論文の概要: Towards Pervasive Distributed Agentic Generative AI -- A State of The Art
- arxiv url: http://arxiv.org/abs/2506.13324v1
- Date: Mon, 16 Jun 2025 10:15:06 GMT
- ステータス: 翻訳完了
- システム内更新日: 2025-06-17 17:28:48.095191
- Title: Towards Pervasive Distributed Agentic Generative AI -- A State of The Art
- Title(参考訳): 分散エージェント生成AIの普及に向けて - 最先端技術
- Authors: Gianni Molinari, Fabio Ciravegna,
- Abstract要約: 知的エージェントとLarge Language Models(LLM)の急速な進歩は、広範にわたるコンピューティング分野を変革している。

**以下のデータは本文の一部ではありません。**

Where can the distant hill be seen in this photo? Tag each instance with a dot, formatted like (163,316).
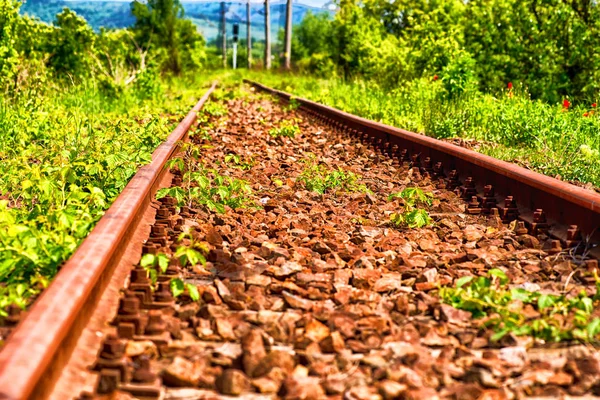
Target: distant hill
(206,15)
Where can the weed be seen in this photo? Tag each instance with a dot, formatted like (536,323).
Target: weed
(287,128)
(215,109)
(549,317)
(413,216)
(292,105)
(206,187)
(193,252)
(152,262)
(318,178)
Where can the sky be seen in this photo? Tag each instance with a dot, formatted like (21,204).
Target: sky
(313,3)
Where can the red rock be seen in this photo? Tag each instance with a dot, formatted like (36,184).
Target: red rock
(296,301)
(391,390)
(233,382)
(275,359)
(303,388)
(266,385)
(316,331)
(334,343)
(365,278)
(362,393)
(182,373)
(253,351)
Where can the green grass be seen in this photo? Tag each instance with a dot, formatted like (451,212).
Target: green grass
(544,137)
(65,155)
(551,317)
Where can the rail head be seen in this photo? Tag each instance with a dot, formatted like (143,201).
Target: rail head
(33,347)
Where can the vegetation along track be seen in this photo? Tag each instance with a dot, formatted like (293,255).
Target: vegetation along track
(298,259)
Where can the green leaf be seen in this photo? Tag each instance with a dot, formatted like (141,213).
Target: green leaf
(593,328)
(147,260)
(177,287)
(498,273)
(193,291)
(163,262)
(545,301)
(460,282)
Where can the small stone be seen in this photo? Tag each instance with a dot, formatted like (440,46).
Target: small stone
(334,343)
(137,348)
(303,388)
(369,231)
(232,382)
(297,301)
(222,290)
(390,390)
(426,245)
(275,359)
(402,374)
(266,385)
(363,262)
(321,248)
(389,284)
(472,233)
(253,350)
(181,373)
(286,269)
(335,384)
(454,315)
(316,331)
(362,393)
(225,329)
(365,278)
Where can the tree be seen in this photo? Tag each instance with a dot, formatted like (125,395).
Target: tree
(9,14)
(160,25)
(71,45)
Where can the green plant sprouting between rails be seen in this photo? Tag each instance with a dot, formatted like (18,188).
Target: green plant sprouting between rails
(508,125)
(214,109)
(514,310)
(286,128)
(64,157)
(292,105)
(320,179)
(413,216)
(205,186)
(189,254)
(237,162)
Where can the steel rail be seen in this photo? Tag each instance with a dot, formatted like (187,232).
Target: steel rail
(39,346)
(563,204)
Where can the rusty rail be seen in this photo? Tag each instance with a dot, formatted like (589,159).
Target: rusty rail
(37,349)
(571,213)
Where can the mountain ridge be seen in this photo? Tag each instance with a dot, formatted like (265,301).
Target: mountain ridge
(206,16)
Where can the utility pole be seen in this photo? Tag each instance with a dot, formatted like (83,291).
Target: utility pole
(249,36)
(287,62)
(224,34)
(236,32)
(267,35)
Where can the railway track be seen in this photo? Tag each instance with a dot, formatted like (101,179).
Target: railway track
(309,295)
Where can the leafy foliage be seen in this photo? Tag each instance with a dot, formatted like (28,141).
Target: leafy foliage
(205,186)
(521,312)
(286,128)
(237,162)
(549,47)
(413,216)
(547,138)
(318,178)
(160,25)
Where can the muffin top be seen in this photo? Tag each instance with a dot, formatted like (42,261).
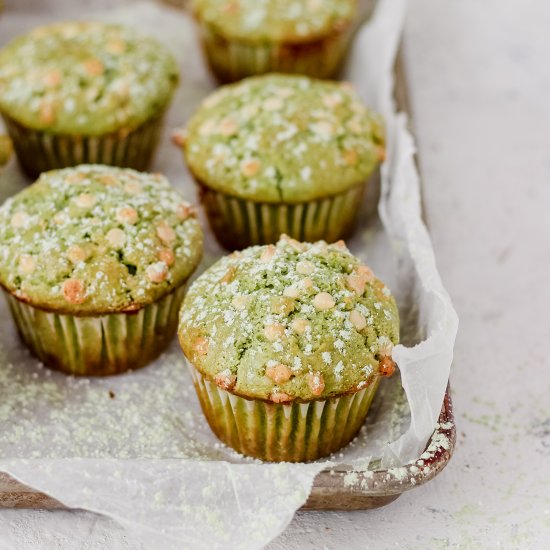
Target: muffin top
(6,149)
(291,21)
(283,138)
(291,321)
(85,78)
(96,239)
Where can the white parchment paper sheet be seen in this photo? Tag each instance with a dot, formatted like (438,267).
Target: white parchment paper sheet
(136,447)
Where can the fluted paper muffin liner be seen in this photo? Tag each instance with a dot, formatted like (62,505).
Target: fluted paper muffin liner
(232,60)
(39,151)
(100,345)
(276,432)
(238,223)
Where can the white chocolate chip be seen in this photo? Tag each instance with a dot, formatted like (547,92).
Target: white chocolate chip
(267,253)
(240,302)
(274,332)
(228,127)
(76,254)
(357,320)
(74,291)
(165,233)
(316,383)
(157,272)
(85,200)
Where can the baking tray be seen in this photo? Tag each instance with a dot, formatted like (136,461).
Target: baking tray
(340,488)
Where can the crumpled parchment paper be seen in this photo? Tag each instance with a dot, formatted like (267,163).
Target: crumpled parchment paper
(136,447)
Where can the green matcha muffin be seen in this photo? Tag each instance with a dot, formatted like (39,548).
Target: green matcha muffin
(73,93)
(249,37)
(6,149)
(282,154)
(287,344)
(94,261)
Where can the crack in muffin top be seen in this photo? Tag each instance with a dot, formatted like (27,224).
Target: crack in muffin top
(292,21)
(85,78)
(291,321)
(96,239)
(283,138)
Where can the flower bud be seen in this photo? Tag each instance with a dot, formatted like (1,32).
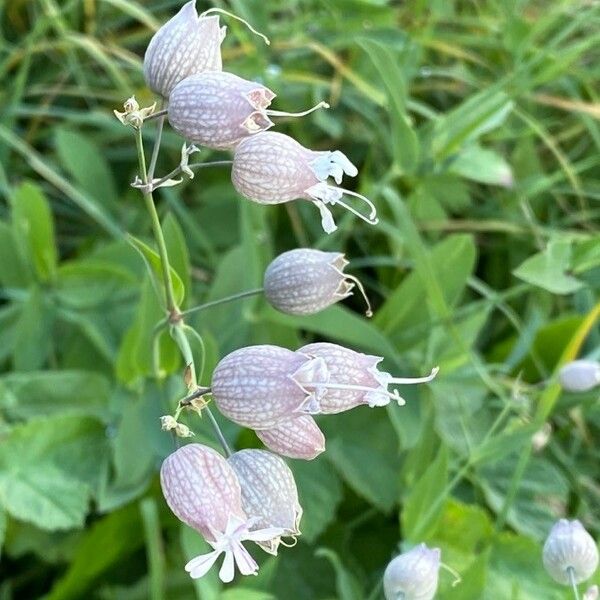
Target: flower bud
(348,378)
(218,109)
(297,437)
(185,45)
(269,493)
(570,551)
(204,492)
(413,575)
(305,281)
(580,375)
(257,387)
(272,168)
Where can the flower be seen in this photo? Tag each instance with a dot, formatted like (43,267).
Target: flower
(204,492)
(580,375)
(305,281)
(413,575)
(570,551)
(185,45)
(269,493)
(272,168)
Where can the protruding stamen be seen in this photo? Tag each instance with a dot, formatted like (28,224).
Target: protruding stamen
(282,113)
(359,285)
(411,380)
(225,12)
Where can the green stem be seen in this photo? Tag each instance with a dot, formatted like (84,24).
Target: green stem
(231,298)
(156,229)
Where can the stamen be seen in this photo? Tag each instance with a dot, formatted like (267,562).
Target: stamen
(411,380)
(359,285)
(454,573)
(281,113)
(225,12)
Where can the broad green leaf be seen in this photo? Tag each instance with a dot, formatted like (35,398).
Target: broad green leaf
(482,165)
(85,161)
(36,393)
(424,504)
(320,492)
(153,262)
(34,229)
(549,269)
(346,584)
(49,468)
(108,543)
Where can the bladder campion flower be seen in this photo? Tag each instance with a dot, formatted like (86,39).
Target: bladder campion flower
(570,553)
(204,492)
(413,575)
(269,493)
(305,281)
(272,168)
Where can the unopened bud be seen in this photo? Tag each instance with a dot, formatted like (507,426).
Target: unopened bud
(272,168)
(269,493)
(305,281)
(570,553)
(413,575)
(580,375)
(185,45)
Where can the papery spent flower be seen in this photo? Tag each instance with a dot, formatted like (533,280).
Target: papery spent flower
(570,551)
(185,45)
(219,109)
(269,493)
(296,437)
(305,281)
(348,378)
(272,168)
(413,575)
(580,375)
(204,492)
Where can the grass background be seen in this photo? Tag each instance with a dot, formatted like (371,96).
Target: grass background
(475,128)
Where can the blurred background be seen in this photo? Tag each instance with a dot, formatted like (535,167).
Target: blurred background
(475,127)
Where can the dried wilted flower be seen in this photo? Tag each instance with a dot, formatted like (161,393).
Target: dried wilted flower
(348,378)
(269,493)
(580,375)
(203,491)
(570,552)
(185,45)
(272,168)
(257,387)
(413,575)
(296,437)
(305,281)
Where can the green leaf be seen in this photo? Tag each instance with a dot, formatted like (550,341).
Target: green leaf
(34,229)
(153,262)
(424,503)
(49,468)
(86,163)
(482,165)
(320,493)
(549,269)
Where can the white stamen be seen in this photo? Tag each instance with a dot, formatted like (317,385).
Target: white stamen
(225,12)
(281,113)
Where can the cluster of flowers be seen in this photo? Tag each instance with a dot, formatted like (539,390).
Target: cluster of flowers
(251,495)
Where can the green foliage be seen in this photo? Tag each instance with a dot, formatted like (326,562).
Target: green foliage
(475,129)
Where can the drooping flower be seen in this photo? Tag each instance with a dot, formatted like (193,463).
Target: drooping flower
(580,375)
(269,493)
(348,379)
(204,492)
(305,281)
(570,552)
(185,45)
(413,575)
(272,168)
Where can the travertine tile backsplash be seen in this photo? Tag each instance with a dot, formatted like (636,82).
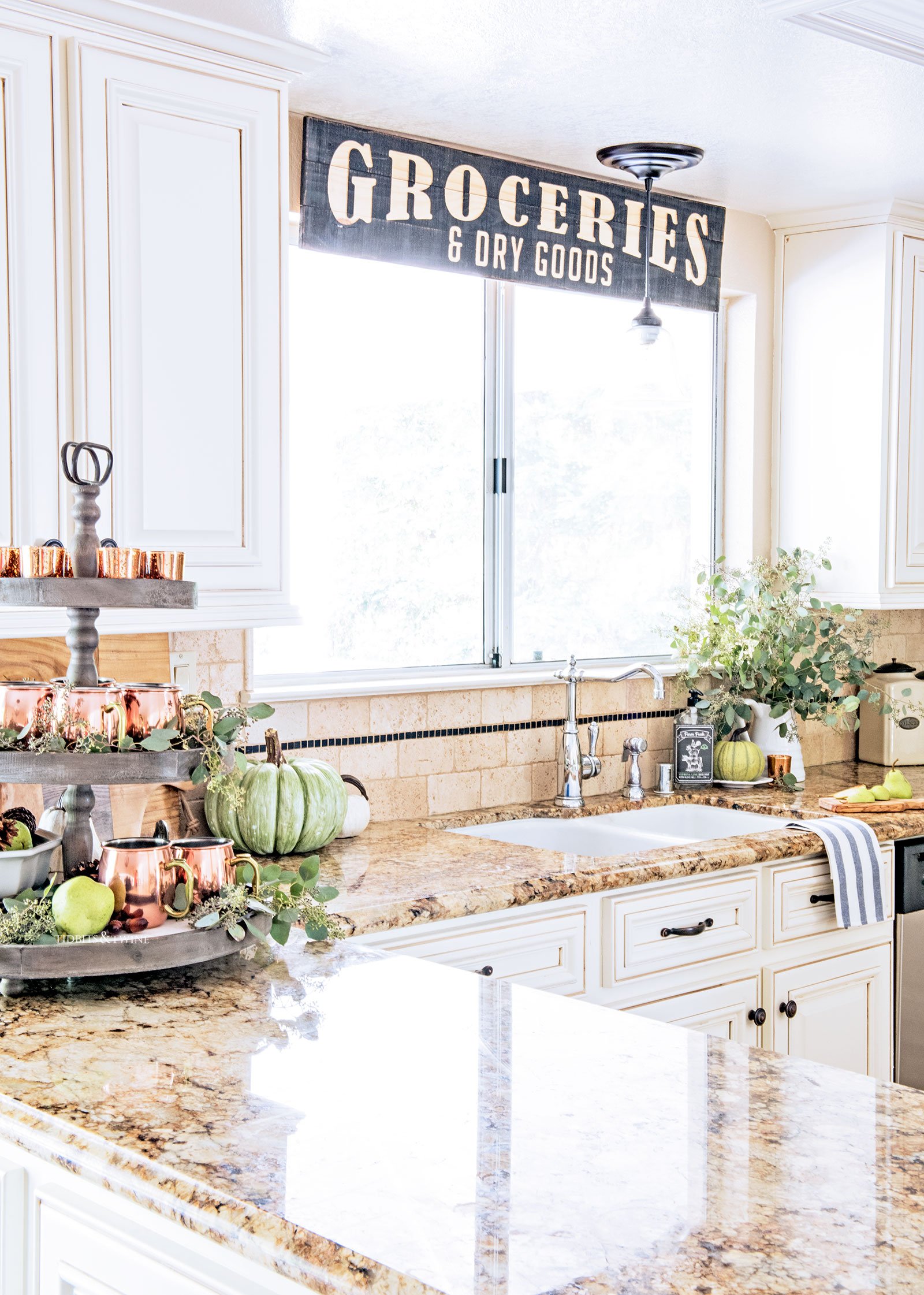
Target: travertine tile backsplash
(416,776)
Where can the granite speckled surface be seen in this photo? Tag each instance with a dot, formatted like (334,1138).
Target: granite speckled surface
(403,873)
(382,1125)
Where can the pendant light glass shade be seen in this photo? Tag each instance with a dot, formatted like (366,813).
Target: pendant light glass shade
(647,362)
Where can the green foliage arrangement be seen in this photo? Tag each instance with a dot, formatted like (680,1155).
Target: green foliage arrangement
(763,634)
(290,898)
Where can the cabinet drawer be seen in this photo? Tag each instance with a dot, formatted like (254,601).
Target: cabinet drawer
(543,952)
(793,912)
(726,911)
(721,1010)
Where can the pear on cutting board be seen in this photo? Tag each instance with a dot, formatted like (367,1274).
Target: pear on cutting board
(897,785)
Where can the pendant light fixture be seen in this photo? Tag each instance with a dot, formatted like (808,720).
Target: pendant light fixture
(649,162)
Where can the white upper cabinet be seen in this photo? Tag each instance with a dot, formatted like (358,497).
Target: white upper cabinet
(183,185)
(850,410)
(30,378)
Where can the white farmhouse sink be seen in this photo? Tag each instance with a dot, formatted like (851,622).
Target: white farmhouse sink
(627,832)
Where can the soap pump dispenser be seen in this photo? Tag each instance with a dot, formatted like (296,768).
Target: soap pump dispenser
(694,746)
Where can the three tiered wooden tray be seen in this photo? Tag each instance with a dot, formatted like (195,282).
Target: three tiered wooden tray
(83,595)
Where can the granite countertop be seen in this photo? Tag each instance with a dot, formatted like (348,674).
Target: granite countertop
(373,1123)
(401,873)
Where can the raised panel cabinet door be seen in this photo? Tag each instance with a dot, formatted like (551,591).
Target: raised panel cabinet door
(81,1256)
(13,1188)
(29,266)
(725,1010)
(907,556)
(835,1010)
(183,248)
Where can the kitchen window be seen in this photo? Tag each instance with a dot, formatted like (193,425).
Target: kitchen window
(475,485)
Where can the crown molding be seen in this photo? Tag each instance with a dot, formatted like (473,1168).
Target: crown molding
(196,35)
(884,213)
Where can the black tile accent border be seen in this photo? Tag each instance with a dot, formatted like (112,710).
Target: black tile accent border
(315,744)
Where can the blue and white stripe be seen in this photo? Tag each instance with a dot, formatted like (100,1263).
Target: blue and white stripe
(856,868)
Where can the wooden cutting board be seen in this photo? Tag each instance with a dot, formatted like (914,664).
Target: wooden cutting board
(870,807)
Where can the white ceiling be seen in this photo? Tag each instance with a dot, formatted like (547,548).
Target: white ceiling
(790,118)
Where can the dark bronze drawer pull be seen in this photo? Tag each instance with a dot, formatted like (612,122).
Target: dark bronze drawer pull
(688,930)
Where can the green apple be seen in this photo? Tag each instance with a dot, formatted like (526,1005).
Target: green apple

この調査では、LLMエージェントのアーキテクチャコンポーネントの概要と、さまざまなシナリオにおけるデプロイメントと評価について概説する。
リソース制約のあるデバイス上でのローカルおよび分散実行を含む、最先端のエージェントデプロイメント戦略とアプリケーションを強調している。
- 参考スコア(独自算出の注目度): 0.0
- License: http://arxiv.org/licenses/nonexclusive-distrib/1.0/
- Abstract: The rapid advancement of intelligent agents and Large Language Models (LLMs) is reshaping the pervasive computing field. Their ability to perceive, reason, and act through natural language understanding enables autonomous problem-solving in complex pervasive environments, including the management of heterogeneous sensors, devices, and data. This survey outlines the architectural components of LLM agents (profiling, memory, planning, and action) and examines their deployment and evaluation across various scenarios. Than it reviews computational and infrastructural advancements (cloud to edge) in pervasive computing and how AI is moving in this field. It highlights state-of-the-art agent deployment strategies and applications, including local and distributed execution on resource-constrained devices. This survey identifies key challenges of these agents in pervasive computing such as architectural, energetic and privacy limitations. It finally proposes what we called "Agent as a Tool", a conceptual framework for pervasive agentic AI, emphasizing context awareness, modularity, security, efficiency and effectiveness.
- Abstract(参考訳): 知的エージェントとLarge Language Models(LLM)の急速な進歩は、広範にわたるコンピューティング分野を変革している。
自然言語理解を通じて知覚し、推論し、行動する能力は、異種センサー、デバイス、データの管理を含む複雑な普及環境において、自律的な問題解決を可能にする。
この調査では、LLMエージェントのアーキテクチャコンポーネント(プロファイリング、メモリ、プランニング、アクション)を概説し、さまざまなシナリオにわたるデプロイメントと評価について検討する。
さらには、分散コンピューティングにおける計算とインフラの進歩(クラウドからエッジ)と、この分野でAIがどのように動いているのかをレビューする。
リソース制約のあるデバイス上でのローカルおよび分散実行を含む、最先端のエージェントデプロイメント戦略とアプリケーションを強調している。
この調査は、アーキテクチャ、エネルギック、プライバシの制限など、広く普及するコンピューティングにおいて、これらのエージェントが抱える重要な課題を明らかにします。
という概念的なフレームワークを提案し、コンテキスト認識、モジュール性、セキュリティ、効率、有効性を強調した。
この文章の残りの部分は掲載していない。